7 blogs, 7 days - Apply a risk based approach to justify upgrades

7 blogs, 7 days - Apply a risk based approach to justify upgrades

Not if, but when.

The most obvious reason for a safety system upgrade would be if the plant was experiencing multiple unexpected outages or trips in a year – then the justification would be easy! However, just because it hasn’t failed doesn’t mean that it won’t fail – it’s all a question of probability / likelihood, or “When, not If”. If you wait until something fails, then it becomes urgent, and vital resources need to be diverted from existing projects or budgets to resolve the issue. This often results in higher overall costs such as compressed schedule, paying a premium to expedite spares / repairs, getting the knowledge and expertise required at a moment’s notice.
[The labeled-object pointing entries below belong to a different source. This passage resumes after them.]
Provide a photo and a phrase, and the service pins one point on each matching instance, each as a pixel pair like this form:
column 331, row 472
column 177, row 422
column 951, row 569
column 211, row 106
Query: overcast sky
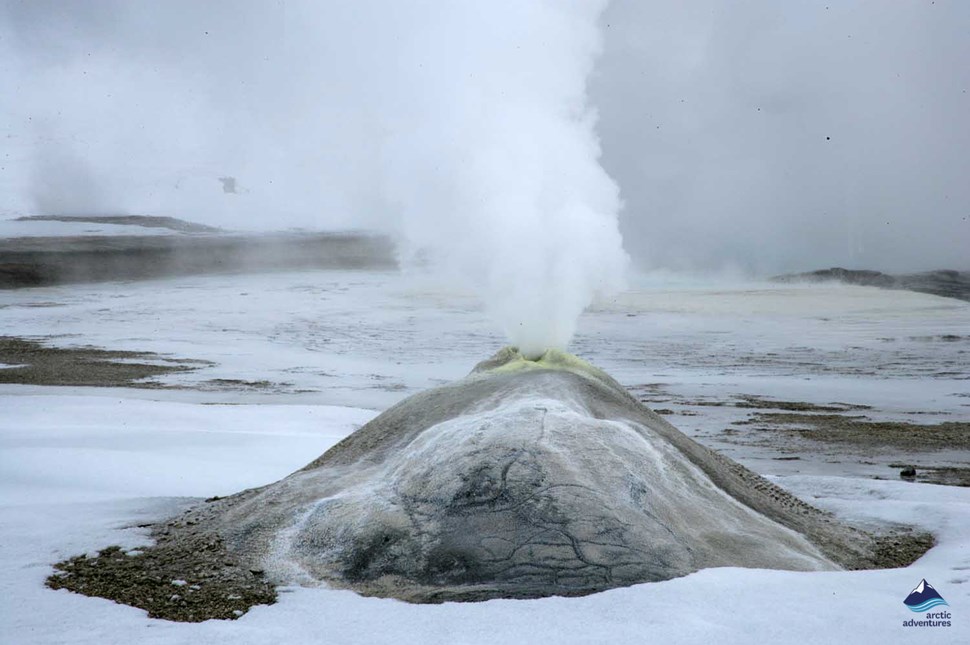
column 760, row 136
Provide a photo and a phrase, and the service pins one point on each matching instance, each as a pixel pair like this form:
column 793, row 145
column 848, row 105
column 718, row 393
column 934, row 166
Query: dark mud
column 40, row 364
column 861, row 431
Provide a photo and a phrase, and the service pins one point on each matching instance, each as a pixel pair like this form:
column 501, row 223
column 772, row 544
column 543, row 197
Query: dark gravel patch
column 185, row 581
column 861, row 431
column 39, row 364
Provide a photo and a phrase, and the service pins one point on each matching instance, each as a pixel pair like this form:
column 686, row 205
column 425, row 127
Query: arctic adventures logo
column 923, row 598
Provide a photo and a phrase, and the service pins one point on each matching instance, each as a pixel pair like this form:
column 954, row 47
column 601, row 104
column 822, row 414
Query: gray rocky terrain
column 528, row 478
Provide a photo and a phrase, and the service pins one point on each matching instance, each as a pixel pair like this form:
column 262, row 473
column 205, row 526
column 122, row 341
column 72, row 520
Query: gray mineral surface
column 527, row 478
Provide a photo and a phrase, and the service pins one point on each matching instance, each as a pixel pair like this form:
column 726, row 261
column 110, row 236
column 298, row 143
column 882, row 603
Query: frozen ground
column 300, row 359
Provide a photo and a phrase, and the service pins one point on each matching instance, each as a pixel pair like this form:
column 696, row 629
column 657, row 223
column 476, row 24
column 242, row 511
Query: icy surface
column 79, row 465
column 41, row 228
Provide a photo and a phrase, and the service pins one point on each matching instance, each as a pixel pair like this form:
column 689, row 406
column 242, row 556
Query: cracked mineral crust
column 527, row 478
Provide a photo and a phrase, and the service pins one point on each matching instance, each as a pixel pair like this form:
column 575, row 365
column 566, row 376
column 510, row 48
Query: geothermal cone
column 527, row 478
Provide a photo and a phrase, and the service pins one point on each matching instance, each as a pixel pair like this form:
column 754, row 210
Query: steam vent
column 527, row 478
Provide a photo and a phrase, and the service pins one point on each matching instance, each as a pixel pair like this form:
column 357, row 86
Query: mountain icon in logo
column 924, row 597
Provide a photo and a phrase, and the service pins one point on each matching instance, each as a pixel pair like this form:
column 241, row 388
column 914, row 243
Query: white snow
column 42, row 228
column 80, row 466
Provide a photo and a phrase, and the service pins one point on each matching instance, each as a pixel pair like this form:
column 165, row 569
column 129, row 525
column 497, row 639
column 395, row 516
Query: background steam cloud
column 756, row 136
column 463, row 128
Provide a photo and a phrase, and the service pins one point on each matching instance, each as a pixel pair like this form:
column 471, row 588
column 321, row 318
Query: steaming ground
column 822, row 388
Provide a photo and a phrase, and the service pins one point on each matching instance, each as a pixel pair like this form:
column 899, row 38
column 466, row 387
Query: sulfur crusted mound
column 527, row 478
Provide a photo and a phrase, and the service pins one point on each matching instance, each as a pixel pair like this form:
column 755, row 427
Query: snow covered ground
column 35, row 228
column 80, row 468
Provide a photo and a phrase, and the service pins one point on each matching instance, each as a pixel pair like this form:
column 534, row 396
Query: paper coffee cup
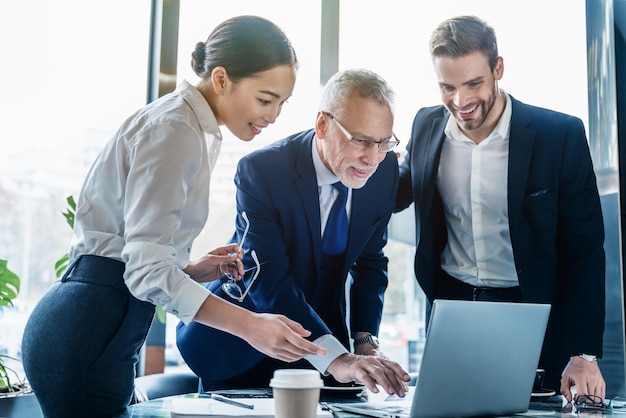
column 296, row 392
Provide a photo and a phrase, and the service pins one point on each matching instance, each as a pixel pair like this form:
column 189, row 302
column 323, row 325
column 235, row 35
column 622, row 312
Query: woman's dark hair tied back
column 244, row 45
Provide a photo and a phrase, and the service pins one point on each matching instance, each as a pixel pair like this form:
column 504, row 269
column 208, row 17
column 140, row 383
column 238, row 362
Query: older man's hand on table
column 372, row 371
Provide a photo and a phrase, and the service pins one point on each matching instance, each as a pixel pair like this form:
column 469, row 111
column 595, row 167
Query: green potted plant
column 16, row 397
column 9, row 289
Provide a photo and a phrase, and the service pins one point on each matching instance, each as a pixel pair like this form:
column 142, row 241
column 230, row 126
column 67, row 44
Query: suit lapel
column 306, row 183
column 428, row 162
column 521, row 140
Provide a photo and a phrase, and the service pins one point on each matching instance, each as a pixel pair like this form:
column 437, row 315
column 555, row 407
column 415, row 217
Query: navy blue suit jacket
column 555, row 221
column 277, row 188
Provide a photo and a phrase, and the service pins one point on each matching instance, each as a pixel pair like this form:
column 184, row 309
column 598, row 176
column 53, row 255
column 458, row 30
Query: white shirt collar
column 324, row 175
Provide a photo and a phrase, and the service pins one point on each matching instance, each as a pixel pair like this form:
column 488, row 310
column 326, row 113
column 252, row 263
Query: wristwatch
column 588, row 357
column 372, row 339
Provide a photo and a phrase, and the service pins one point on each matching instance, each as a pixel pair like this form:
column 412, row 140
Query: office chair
column 160, row 385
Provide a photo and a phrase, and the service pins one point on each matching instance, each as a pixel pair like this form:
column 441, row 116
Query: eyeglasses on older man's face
column 383, row 146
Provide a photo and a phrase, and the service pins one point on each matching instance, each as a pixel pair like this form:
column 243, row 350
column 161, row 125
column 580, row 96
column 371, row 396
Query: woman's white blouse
column 146, row 198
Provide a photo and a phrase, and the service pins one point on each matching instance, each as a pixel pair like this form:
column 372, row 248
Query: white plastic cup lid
column 296, row 379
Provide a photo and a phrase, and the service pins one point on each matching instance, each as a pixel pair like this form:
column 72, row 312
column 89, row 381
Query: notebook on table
column 480, row 359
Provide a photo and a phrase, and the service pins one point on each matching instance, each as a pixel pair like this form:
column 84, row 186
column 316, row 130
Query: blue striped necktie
column 336, row 231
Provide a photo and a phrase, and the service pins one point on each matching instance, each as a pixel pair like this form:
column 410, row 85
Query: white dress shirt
column 327, row 196
column 472, row 181
column 146, row 198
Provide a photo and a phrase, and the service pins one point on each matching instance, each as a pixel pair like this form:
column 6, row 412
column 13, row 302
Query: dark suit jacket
column 277, row 188
column 555, row 221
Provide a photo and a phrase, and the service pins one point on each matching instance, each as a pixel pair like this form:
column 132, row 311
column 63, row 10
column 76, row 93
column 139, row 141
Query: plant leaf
column 61, row 265
column 9, row 285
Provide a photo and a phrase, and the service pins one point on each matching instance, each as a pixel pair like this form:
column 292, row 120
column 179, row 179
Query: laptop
column 480, row 359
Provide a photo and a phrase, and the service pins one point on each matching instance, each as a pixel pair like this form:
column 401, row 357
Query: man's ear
column 321, row 125
column 219, row 80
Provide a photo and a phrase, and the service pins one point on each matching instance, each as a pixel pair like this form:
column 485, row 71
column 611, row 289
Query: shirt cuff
column 334, row 349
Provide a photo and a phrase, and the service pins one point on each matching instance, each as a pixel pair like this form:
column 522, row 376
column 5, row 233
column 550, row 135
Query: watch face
column 374, row 341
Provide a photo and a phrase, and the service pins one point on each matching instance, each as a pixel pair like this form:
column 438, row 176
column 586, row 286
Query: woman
column 142, row 204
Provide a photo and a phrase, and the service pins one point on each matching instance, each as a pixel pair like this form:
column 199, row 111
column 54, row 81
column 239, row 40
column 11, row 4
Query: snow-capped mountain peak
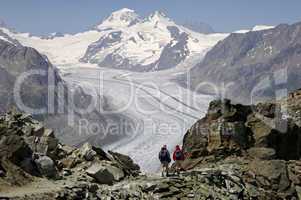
column 158, row 16
column 121, row 18
column 3, row 24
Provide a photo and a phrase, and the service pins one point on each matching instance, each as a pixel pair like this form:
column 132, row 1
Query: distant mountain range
column 124, row 40
column 255, row 65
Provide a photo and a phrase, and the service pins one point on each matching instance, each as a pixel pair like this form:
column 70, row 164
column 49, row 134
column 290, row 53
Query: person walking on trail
column 165, row 159
column 178, row 157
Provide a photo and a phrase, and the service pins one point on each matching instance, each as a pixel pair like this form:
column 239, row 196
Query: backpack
column 179, row 155
column 164, row 155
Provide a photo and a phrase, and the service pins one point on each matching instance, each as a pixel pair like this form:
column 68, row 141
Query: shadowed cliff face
column 28, row 79
column 254, row 65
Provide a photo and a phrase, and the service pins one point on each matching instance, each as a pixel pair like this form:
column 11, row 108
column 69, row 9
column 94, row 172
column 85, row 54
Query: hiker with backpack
column 165, row 159
column 178, row 157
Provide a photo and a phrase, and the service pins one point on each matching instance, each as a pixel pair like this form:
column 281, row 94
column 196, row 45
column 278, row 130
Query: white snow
column 5, row 39
column 141, row 43
column 262, row 27
column 255, row 28
column 165, row 109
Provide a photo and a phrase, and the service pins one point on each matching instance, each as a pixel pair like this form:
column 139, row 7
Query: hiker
column 164, row 158
column 178, row 157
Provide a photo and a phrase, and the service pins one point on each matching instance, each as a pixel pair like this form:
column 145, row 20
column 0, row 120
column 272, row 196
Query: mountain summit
column 120, row 18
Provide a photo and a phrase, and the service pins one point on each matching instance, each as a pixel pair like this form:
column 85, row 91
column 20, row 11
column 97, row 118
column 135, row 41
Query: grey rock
column 46, row 166
column 105, row 174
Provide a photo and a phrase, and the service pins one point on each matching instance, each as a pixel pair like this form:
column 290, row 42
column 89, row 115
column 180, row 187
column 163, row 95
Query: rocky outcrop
column 260, row 144
column 254, row 65
column 29, row 150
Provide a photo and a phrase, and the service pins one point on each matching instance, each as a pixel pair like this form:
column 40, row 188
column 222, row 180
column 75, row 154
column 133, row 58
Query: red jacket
column 174, row 154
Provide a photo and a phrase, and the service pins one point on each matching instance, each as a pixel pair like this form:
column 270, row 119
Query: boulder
column 105, row 173
column 271, row 174
column 262, row 153
column 87, row 152
column 46, row 166
column 126, row 163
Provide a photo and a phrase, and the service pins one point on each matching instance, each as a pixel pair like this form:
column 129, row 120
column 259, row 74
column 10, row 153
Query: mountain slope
column 254, row 65
column 46, row 90
column 124, row 40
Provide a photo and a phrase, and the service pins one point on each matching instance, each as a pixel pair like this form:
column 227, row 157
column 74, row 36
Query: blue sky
column 70, row 16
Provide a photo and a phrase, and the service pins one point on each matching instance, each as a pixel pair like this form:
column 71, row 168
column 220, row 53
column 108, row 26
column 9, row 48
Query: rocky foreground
column 234, row 152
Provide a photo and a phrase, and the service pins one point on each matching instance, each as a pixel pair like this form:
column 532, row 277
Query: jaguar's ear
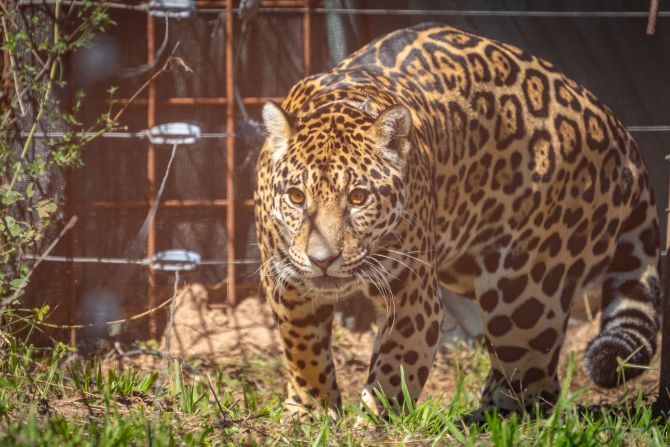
column 279, row 126
column 391, row 133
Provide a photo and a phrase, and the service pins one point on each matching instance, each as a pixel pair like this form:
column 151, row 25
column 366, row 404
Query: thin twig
column 12, row 64
column 68, row 226
column 216, row 398
column 43, row 103
column 653, row 14
column 168, row 332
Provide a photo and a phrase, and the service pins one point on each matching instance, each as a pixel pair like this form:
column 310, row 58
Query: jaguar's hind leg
column 524, row 314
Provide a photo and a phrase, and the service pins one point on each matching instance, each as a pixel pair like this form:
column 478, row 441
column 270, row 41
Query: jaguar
column 436, row 158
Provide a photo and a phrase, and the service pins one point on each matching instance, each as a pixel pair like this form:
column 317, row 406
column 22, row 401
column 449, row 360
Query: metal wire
column 113, row 5
column 450, row 12
column 143, row 262
column 382, row 11
column 141, row 134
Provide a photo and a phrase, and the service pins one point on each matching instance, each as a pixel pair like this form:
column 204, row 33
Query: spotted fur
column 484, row 170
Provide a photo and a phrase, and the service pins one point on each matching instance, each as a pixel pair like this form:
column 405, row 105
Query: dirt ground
column 246, row 333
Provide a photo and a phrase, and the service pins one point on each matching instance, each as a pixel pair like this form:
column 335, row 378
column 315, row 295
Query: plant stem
column 43, row 103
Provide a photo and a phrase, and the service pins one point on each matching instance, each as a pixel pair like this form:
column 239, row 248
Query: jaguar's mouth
column 326, row 282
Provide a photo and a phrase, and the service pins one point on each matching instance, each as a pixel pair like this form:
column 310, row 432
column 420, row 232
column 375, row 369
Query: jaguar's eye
column 296, row 196
column 358, row 196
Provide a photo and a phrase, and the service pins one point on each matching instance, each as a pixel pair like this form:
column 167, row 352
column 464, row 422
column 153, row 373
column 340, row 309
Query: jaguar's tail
column 630, row 303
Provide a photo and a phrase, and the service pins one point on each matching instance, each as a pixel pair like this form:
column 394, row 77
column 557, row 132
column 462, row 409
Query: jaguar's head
column 338, row 187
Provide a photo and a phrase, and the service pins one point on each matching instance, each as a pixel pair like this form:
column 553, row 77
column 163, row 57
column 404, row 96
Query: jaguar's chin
column 331, row 283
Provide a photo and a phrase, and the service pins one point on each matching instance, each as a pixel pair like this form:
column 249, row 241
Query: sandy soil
column 247, row 332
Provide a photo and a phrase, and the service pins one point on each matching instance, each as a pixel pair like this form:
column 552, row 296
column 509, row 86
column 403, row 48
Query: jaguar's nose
column 324, row 263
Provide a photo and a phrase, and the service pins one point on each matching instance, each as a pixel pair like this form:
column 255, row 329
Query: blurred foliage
column 35, row 39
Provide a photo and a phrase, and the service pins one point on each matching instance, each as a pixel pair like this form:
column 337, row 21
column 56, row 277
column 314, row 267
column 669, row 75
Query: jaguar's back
column 517, row 187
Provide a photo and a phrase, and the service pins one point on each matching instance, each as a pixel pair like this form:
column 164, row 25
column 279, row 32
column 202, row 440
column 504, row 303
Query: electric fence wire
column 144, row 7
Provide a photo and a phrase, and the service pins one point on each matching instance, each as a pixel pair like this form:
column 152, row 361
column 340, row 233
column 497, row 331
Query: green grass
column 46, row 399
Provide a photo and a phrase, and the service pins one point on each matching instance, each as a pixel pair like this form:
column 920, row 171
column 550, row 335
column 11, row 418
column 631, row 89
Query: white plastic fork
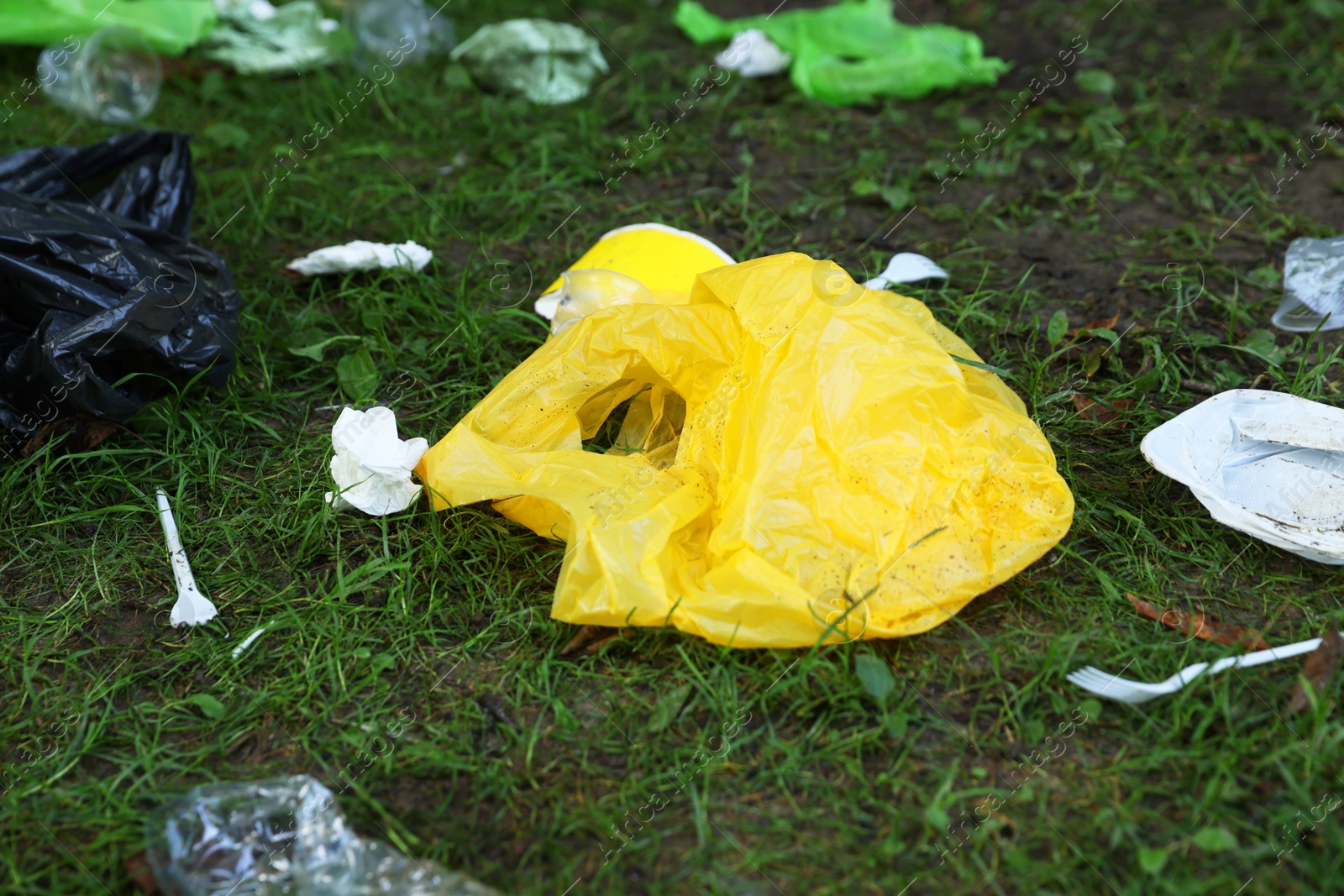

The biggest impact of any unforced outage is the impact of business interruption (i.e. the consequence). The entire production planning and scheduling can be thrown of balance, supply contract commitments can be placed in jeopardy, off specification product may be produced that has to be written off, production targets are missed, the list continues.

Let the risk matrix be your friend

I have always struggled how to provide a simple visual of the many factors associated with modernizing any safety system. One method that I have used often with good success is the Risk Matrix, as it is a common denominator across all operating companies (although many use different sizes, 4x4, 5x5, 8x8) but they all know and understand the matrix. So, if you ignore the math behind the matrix (its hard to calculate the Likelihood, but the consequences remain the same!) then the risk matrix provides a simple, easy to understand, common view around which to have the discussion e.g.

No alt text provided for this image

One other approach is to justify the upgrade in terms of Risk Reduction achieved per $1 spent:

No alt text provided for this image

In other word’s if I compare competing project funding requests, then I am more likely to be successful if I can prove / demonstrate that the upgrade project provides greater risk reduction to the business for each dollar spent than other competing projects.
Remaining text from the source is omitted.